Visões

Dormia pouco e mal. Deitava-se tarde e acordava cedo. O sono – acreditem – não lhe era inteiramente reparador, pois acordava um pouco cansado e o corpo dolorido. Talvez fosse porque não mudava de posição enquanto dormia. Sabem, algumas pessoas enquanto dormem se viram, se mexem, para livrarem-se da posição incômoda. E tinha pesadelo. Via-se, quase sempre, na pele de caçador. Atacando e sendo atacado. Tinha, vez por outra, um sono agitado e acordava molhado de suor.
Uma noite, Luiz deitara mais cedo. Não se sabe ao certo se entre dez e onze horas. Demorou a pegar no sono. Virava e se revirava de um lado para o outro, sem atinar bem porque. Não tinha consciência daquilo. Seu corpo atlético ia pra lá, pra cá, em movimentos lentos, sem direção, procurando uma posição que fosse mais favorável ao descanso da carne e do espírito. Levou minutos, longos minutos, até adormecer.
Uma linda mulher lhe surge à frente. Cabelos longos, brilhantes, ouro reluzente, dançavam  no ar. Rosto angelical, sorriso meigo, de uma santa, sobressai dos lábios rosados e finos. Essa bonita e encantadora jovem tinha as mãos estendidas, em forma longitudinal, como se estivesse pedindo socorro. Era duvidoso porque não chorava, não gritava… dava a entender que era apenas um chamamento, um convite para um caloroso abraço.
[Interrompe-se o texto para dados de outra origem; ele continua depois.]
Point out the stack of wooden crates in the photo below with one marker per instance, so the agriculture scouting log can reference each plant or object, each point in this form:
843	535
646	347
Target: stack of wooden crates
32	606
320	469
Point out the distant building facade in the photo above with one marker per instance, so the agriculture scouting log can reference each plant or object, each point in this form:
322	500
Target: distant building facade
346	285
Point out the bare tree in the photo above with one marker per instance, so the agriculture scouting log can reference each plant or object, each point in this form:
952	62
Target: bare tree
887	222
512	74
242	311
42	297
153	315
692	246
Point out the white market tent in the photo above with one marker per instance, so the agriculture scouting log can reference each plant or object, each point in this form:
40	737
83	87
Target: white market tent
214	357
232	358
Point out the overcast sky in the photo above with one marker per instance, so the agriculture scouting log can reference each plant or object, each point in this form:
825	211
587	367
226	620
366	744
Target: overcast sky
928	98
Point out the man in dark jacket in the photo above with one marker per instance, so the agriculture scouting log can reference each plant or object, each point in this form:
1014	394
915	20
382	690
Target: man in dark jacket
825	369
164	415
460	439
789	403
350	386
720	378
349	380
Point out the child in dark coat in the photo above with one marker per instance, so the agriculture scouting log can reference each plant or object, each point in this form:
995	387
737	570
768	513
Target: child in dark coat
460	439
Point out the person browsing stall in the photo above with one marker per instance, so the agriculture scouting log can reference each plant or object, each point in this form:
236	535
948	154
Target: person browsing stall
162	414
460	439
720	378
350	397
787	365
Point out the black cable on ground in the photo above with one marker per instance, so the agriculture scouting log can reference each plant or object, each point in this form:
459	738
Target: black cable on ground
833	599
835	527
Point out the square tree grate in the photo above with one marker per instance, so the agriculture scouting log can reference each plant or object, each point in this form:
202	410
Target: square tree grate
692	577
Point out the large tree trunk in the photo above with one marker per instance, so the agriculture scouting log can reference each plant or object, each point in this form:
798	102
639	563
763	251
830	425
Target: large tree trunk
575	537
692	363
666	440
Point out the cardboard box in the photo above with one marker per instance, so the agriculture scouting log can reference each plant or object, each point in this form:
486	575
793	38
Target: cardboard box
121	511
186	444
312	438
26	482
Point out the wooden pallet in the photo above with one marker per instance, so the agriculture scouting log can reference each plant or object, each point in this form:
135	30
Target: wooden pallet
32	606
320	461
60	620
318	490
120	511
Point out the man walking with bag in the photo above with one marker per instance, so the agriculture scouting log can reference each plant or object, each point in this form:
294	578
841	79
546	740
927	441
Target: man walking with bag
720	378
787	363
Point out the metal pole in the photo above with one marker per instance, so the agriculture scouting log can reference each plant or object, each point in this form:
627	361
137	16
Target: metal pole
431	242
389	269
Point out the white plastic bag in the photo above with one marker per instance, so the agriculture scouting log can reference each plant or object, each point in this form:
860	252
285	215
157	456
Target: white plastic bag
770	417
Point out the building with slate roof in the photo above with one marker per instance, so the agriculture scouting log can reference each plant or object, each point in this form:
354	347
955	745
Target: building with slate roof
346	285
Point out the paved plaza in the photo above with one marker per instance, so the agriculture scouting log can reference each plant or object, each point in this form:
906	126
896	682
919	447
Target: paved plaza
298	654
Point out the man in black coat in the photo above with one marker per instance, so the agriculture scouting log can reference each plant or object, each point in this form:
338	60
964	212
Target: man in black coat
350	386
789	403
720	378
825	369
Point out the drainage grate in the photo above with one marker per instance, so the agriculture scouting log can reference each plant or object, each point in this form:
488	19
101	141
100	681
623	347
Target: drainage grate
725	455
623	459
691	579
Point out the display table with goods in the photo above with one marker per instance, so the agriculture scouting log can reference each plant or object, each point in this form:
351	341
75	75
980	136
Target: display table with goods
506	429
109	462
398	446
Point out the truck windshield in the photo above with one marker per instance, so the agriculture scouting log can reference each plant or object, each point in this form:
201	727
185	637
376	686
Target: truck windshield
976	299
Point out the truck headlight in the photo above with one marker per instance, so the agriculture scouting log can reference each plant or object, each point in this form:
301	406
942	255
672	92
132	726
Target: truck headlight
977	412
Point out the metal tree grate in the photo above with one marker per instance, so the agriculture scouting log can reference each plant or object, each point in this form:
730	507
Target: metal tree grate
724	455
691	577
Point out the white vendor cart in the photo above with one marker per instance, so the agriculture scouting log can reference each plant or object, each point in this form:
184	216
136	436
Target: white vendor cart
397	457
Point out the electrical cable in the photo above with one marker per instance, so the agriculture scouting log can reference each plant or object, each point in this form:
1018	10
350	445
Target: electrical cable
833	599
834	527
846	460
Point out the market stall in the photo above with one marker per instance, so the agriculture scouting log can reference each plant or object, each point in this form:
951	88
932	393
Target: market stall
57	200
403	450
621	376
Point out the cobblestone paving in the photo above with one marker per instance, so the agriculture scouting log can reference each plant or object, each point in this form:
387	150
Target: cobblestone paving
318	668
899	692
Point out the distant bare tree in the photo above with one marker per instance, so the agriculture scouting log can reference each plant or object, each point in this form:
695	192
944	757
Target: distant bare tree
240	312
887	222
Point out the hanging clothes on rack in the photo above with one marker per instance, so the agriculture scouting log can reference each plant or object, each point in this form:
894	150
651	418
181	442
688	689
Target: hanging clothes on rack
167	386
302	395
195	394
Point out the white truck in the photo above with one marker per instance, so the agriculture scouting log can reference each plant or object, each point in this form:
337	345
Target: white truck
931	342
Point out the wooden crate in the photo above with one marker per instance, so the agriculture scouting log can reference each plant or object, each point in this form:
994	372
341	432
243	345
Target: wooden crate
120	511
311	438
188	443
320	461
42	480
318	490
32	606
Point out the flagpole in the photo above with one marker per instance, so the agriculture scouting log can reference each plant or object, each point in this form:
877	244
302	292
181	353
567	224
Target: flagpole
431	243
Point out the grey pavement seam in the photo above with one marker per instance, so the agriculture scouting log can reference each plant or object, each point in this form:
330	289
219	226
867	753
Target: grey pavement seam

Mas a imagem nítida vai aos poucos se distanciando, desaparecendo do campo de visão e some repentinamente. Surgem, outras imagens, furtivas, que também desaparecem. Aparecem outras e mais outras seguidamente, como sombras, e que também vão desaparecendo. Nenhuma tinha nada de familiar. Luiz não conseguia se lembrar se já as tinha visto em algum lugar.
Uma casa, uma pessoa caminhando em sua direção. Uma mulher parece lhe falar: – arruinaste minha vida, rapaz.
E ele, aturdido, articulando mal as palavras: – mas como?
Não se lembrava de nada. Sua mente estava confusa. Acorda no meio da noite, suando muito. Passou as mãos pelo rosto. Olhou ao redor da cama, viu tudo em desalinho, mas ele… Bem, ele continuou desorientado.